Die Kieler CDU sorgt sich um das Nahrungsangebot in Kantinen: „Falsch verstandene Rücksichtnahme“ dürfe nicht dazu führen, dass Schweinefleisch aus den Kantinen verschwindet. Bild: dpa

Die dänische Debatte schwappt über die Grenze: Schweinefleisch soll fester Bestandteil in öffentlichen Kantinen sein, sagt die CDU in Kiel. Und erntet dafür allerhand Spott.

          Für ein verpflichtendes Angebot schweinefleischhaltiger Speisen in kommunalen Kindertagesstätten und Schulen macht sich die oppositionelle CDU in Schleswig-Holstein stark. Die Landesregierung müsse dafür sorgen, dass Schweinefleisch weiter in den Speiseplänen angeboten werden – auch in denjenigen öffentlicher Kantinen, forderte die Partei in einem Antrag für die nächste Landtagssitzung. „Der Minderheitenschutz – auch aus religiösen Gründen – darf nicht dazu führen, dass eine Mehrheit aus falsch verstandener Rücksichtnahme in ihrer freien Entscheidung überstimmt wird“, heißt es darin. Der Fraktionschef der CDU Daniel Günther führte aus, zu ausgewogener Ernährung gehöre „in unserer Kultur auch der Verzehr von Schweinefleisch“.

          Niemand habe die Absicht, Unwillige mit Schweinefleisch zwangszuernähren, hieß es sinngemäß. Der Vorstoß führte gleichwohl zu partieller politischer Entrüstung. Die Bundesparteien Grüne und FDP unterstellten der nordischen CDU, eine „Schweinefleischpflicht“ anzustreben, und im Nachrichtenaustauschdienst Twitter hatte das Schlagwort „#schweinefleischpflicht“ Hochkonjunktur. Mit Galgenhumor war Grünen-Fraktionschefin Katrin Göring-Eckardt zur Stelle. Sie schrieb bei Twitter: „CDU fordert Integrationspflicht für Vegetarier.“

          Der Vorsitzende der Freien Demokratischen Partei (FDP) Christian Lindner äußerte sich so: „Verrückte Idee: wie wäre es, wenn einfach jeder selbst entscheidet, was er isst?“ Nach Worten der Kieler CDU soll es aber keine Pflicht für Muslime und Juden geben, die aus religiösen Grünen nicht Schweinefleisch verzehren dürfen, dies zu tun.

          Tatsächlich nehmen immer mehr Kantinen, Kitas und Schulen Schweinefleisch aus ihrem Angebot.

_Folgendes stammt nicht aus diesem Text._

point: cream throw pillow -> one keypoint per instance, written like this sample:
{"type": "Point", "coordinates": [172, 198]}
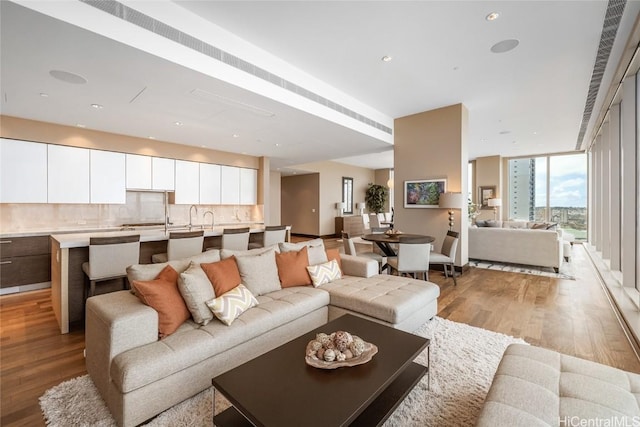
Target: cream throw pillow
{"type": "Point", "coordinates": [324, 273]}
{"type": "Point", "coordinates": [232, 304]}
{"type": "Point", "coordinates": [196, 290]}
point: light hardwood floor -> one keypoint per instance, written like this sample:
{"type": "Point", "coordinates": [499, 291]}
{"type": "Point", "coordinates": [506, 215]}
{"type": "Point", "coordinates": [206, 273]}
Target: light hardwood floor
{"type": "Point", "coordinates": [571, 316]}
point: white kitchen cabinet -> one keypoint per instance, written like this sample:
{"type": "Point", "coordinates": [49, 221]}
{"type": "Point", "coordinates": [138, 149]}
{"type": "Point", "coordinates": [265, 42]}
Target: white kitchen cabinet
{"type": "Point", "coordinates": [230, 185]}
{"type": "Point", "coordinates": [210, 184]}
{"type": "Point", "coordinates": [23, 172]}
{"type": "Point", "coordinates": [107, 174]}
{"type": "Point", "coordinates": [67, 174]}
{"type": "Point", "coordinates": [187, 185]}
{"type": "Point", "coordinates": [162, 174]}
{"type": "Point", "coordinates": [248, 186]}
{"type": "Point", "coordinates": [138, 172]}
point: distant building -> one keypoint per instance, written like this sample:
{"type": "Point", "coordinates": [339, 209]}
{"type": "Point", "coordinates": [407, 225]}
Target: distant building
{"type": "Point", "coordinates": [522, 182]}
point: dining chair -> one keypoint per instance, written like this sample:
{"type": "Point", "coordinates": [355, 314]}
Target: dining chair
{"type": "Point", "coordinates": [109, 258]}
{"type": "Point", "coordinates": [413, 256]}
{"type": "Point", "coordinates": [181, 244]}
{"type": "Point", "coordinates": [236, 239]}
{"type": "Point", "coordinates": [272, 235]}
{"type": "Point", "coordinates": [448, 255]}
{"type": "Point", "coordinates": [350, 249]}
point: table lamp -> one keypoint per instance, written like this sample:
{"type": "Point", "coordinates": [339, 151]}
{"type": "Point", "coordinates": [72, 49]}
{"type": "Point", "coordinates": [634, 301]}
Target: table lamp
{"type": "Point", "coordinates": [495, 204]}
{"type": "Point", "coordinates": [450, 201]}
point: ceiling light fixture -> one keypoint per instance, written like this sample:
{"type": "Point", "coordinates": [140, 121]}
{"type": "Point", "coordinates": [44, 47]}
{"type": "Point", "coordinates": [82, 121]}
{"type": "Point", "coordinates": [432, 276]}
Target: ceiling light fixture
{"type": "Point", "coordinates": [505, 46]}
{"type": "Point", "coordinates": [492, 16]}
{"type": "Point", "coordinates": [67, 77]}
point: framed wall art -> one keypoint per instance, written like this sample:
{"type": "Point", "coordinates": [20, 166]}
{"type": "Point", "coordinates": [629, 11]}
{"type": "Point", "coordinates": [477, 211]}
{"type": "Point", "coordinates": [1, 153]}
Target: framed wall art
{"type": "Point", "coordinates": [423, 193]}
{"type": "Point", "coordinates": [484, 194]}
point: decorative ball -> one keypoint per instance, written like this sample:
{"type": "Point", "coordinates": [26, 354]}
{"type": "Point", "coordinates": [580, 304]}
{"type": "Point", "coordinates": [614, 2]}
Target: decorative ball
{"type": "Point", "coordinates": [357, 346]}
{"type": "Point", "coordinates": [329, 355]}
{"type": "Point", "coordinates": [342, 340]}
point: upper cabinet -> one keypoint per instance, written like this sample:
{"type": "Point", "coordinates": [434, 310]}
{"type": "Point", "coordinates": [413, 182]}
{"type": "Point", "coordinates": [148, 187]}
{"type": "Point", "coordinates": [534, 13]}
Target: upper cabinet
{"type": "Point", "coordinates": [67, 174]}
{"type": "Point", "coordinates": [107, 177]}
{"type": "Point", "coordinates": [230, 185]}
{"type": "Point", "coordinates": [150, 173]}
{"type": "Point", "coordinates": [187, 188]}
{"type": "Point", "coordinates": [23, 172]}
{"type": "Point", "coordinates": [162, 174]}
{"type": "Point", "coordinates": [248, 186]}
{"type": "Point", "coordinates": [210, 180]}
{"type": "Point", "coordinates": [138, 172]}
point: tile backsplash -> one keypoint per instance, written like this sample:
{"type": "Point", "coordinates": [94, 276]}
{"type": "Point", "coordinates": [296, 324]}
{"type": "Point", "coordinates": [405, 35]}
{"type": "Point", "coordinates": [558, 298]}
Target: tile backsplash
{"type": "Point", "coordinates": [140, 207]}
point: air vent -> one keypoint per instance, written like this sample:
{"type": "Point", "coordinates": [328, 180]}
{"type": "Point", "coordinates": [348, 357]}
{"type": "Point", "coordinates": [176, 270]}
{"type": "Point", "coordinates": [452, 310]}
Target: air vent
{"type": "Point", "coordinates": [612, 18]}
{"type": "Point", "coordinates": [141, 20]}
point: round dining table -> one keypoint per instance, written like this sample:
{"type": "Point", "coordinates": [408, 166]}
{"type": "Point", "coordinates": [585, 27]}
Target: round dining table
{"type": "Point", "coordinates": [384, 240]}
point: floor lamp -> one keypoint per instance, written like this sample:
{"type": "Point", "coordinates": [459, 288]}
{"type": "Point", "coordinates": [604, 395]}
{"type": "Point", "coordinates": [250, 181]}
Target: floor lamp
{"type": "Point", "coordinates": [450, 201]}
{"type": "Point", "coordinates": [495, 204]}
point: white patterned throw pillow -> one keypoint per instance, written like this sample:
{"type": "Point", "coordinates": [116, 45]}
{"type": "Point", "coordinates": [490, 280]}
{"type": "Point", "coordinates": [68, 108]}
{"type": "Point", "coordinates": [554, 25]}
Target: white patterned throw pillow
{"type": "Point", "coordinates": [228, 306]}
{"type": "Point", "coordinates": [324, 273]}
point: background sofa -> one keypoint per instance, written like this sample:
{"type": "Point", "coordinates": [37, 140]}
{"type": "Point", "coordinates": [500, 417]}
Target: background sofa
{"type": "Point", "coordinates": [514, 242]}
{"type": "Point", "coordinates": [140, 376]}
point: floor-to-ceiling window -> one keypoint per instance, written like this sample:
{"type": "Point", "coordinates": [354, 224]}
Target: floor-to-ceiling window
{"type": "Point", "coordinates": [550, 188]}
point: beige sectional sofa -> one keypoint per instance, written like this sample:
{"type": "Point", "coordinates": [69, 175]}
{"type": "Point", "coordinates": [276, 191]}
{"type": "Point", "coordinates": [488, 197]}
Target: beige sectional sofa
{"type": "Point", "coordinates": [140, 376]}
{"type": "Point", "coordinates": [536, 387]}
{"type": "Point", "coordinates": [514, 242]}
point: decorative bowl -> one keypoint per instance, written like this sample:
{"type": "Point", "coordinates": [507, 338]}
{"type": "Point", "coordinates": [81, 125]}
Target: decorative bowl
{"type": "Point", "coordinates": [345, 349]}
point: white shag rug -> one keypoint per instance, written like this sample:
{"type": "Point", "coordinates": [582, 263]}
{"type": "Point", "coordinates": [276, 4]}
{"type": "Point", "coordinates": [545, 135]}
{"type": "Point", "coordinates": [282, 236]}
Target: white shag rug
{"type": "Point", "coordinates": [566, 269]}
{"type": "Point", "coordinates": [463, 361]}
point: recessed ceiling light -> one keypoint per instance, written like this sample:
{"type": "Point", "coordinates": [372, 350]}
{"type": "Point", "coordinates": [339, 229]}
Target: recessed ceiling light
{"type": "Point", "coordinates": [492, 16]}
{"type": "Point", "coordinates": [505, 46]}
{"type": "Point", "coordinates": [67, 77]}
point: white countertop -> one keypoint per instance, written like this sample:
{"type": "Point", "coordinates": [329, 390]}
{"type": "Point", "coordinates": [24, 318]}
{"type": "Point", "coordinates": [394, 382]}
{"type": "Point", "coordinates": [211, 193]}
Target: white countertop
{"type": "Point", "coordinates": [79, 240]}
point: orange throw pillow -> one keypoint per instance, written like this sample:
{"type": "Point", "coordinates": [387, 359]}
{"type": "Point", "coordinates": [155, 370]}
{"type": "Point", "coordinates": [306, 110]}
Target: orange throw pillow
{"type": "Point", "coordinates": [223, 275]}
{"type": "Point", "coordinates": [334, 254]}
{"type": "Point", "coordinates": [162, 294]}
{"type": "Point", "coordinates": [292, 268]}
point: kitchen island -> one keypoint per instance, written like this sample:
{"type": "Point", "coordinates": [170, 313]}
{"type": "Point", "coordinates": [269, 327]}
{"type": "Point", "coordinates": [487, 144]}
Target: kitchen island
{"type": "Point", "coordinates": [70, 250]}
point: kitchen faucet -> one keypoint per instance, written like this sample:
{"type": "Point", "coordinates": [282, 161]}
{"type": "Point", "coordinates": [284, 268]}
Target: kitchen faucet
{"type": "Point", "coordinates": [205, 215]}
{"type": "Point", "coordinates": [192, 207]}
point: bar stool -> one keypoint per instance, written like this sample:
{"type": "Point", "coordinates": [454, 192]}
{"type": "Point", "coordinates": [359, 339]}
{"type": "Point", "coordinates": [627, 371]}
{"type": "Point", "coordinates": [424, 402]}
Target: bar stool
{"type": "Point", "coordinates": [236, 239]}
{"type": "Point", "coordinates": [181, 244]}
{"type": "Point", "coordinates": [273, 234]}
{"type": "Point", "coordinates": [109, 258]}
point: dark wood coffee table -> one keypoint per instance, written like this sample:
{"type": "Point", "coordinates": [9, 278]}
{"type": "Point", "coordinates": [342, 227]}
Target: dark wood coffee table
{"type": "Point", "coordinates": [279, 389]}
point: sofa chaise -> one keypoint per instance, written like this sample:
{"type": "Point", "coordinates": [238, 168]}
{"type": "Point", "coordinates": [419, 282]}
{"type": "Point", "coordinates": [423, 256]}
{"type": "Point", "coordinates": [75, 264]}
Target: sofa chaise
{"type": "Point", "coordinates": [536, 387]}
{"type": "Point", "coordinates": [139, 375]}
{"type": "Point", "coordinates": [514, 242]}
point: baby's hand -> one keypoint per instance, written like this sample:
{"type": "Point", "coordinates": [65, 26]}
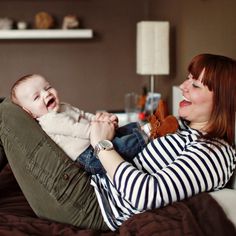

So bietet zum Beispiel in Frankfurt am Main nur noch ein Bruchteil der Kitas des Caterers Wisag überhaupt Gerichte mit Schweinefleisch an. Caterer wie Apetito begründen den Verzicht auf Schwein auch mit gesundheitlichen Argumenten.

          In Dänemark hatte die im dortigen Rathaus regierende rechte Volkspartei vor einigen Wochen in einer Kommune die Kantinen verpflichtet, öfter Schweinegerichte anzubieten.